Your tears are primarily water.  Saline. Salt water.

Onions can be divided into two categories:  Sweet and Storage.  Sweet onions have a much higher water content, and have a limited shelf life.  They have a milder reaction with your eyeballs and tear ducts because of that high water content.  We're going to address yellow, white and red onions used in cooking – the “storage onions” sometimes referred to as “dry onions,” with a relatively low water content.

You're embarking on a fantastic recipe.  You've got a sharp knife at the ready.  You peel the skin off the onion and place it on the cutting board.  Shortly after making that first slice, your eyes tear uncontrollably.  These do not feel like “Oh, the suffering of humanity!” tears.  They burn.  What is going on?

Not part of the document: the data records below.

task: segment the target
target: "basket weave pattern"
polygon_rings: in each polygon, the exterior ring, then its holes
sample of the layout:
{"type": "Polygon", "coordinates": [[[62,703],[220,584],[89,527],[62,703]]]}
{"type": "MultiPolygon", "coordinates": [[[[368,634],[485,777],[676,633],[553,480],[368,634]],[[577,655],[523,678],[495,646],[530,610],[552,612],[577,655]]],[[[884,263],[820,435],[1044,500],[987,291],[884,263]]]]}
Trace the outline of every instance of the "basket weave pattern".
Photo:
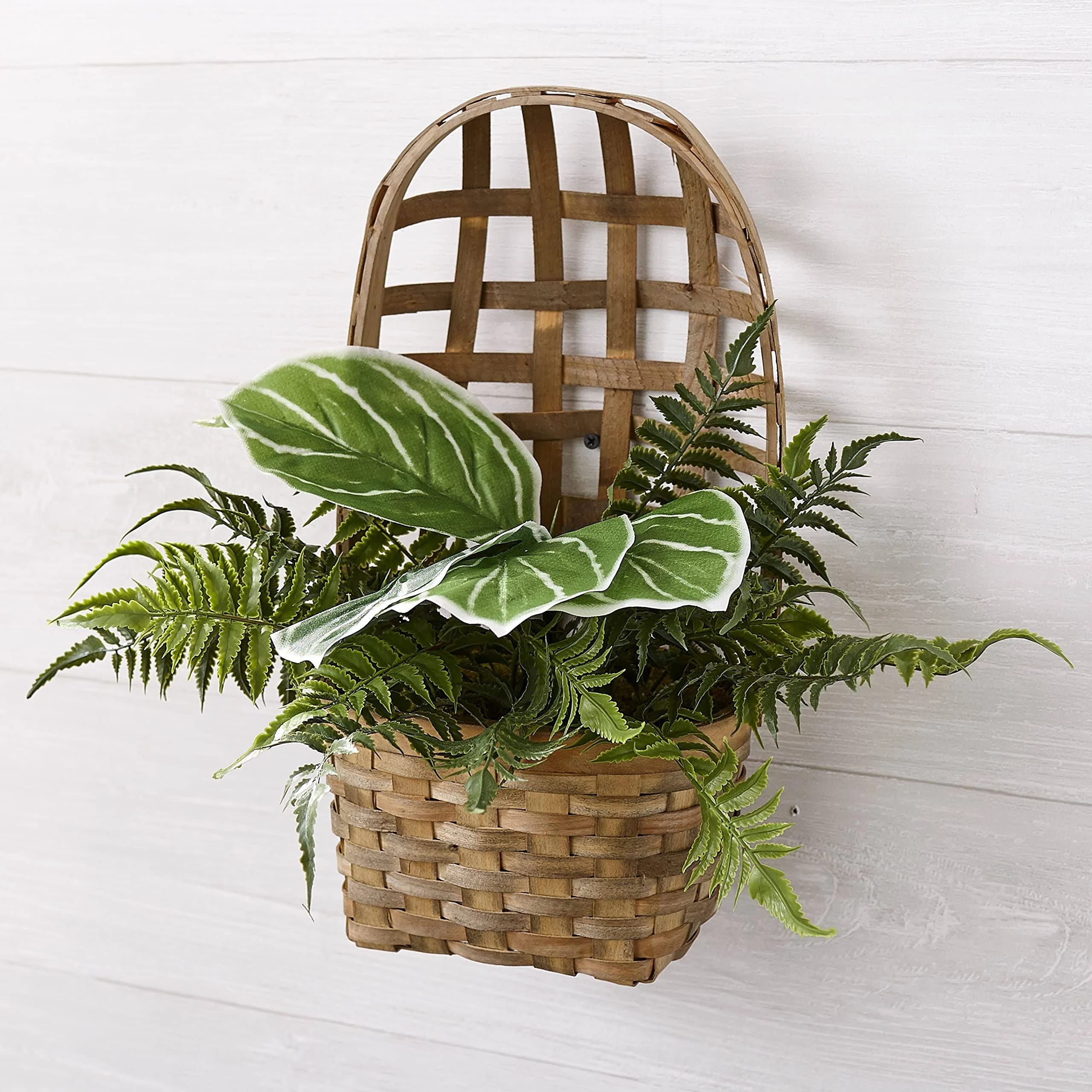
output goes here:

Lurking within your onion are a mishmash of chemicals separated by cell membranes. In the whole onion state it is stable.  But inside some of those cells are many amino acids, among which are sulfoxides.  When you cut into the onion, you break the cell membranes, releasing a chemical medley through the onion, creating instability in Onion World.  The sulfoxides become sulfenic acids.  These are free to combine with other molecules, and one of the by-products is propanethiol S-oxide, a gas which takes a vapor form.  Propanethiol S-oxide wafts upward, interacting with the moisture in your nose and those saline tears in your lachrymal ducts to create small amounts of sulfuric acid.

Sulfuric acid burns.  Your tear ducts create more tears to wash the irritant away, and before you know it, you look like you just watched “Ol' Yeller.” 

To avoid the waterworks, chill the onion for 30 minutes before cutting it.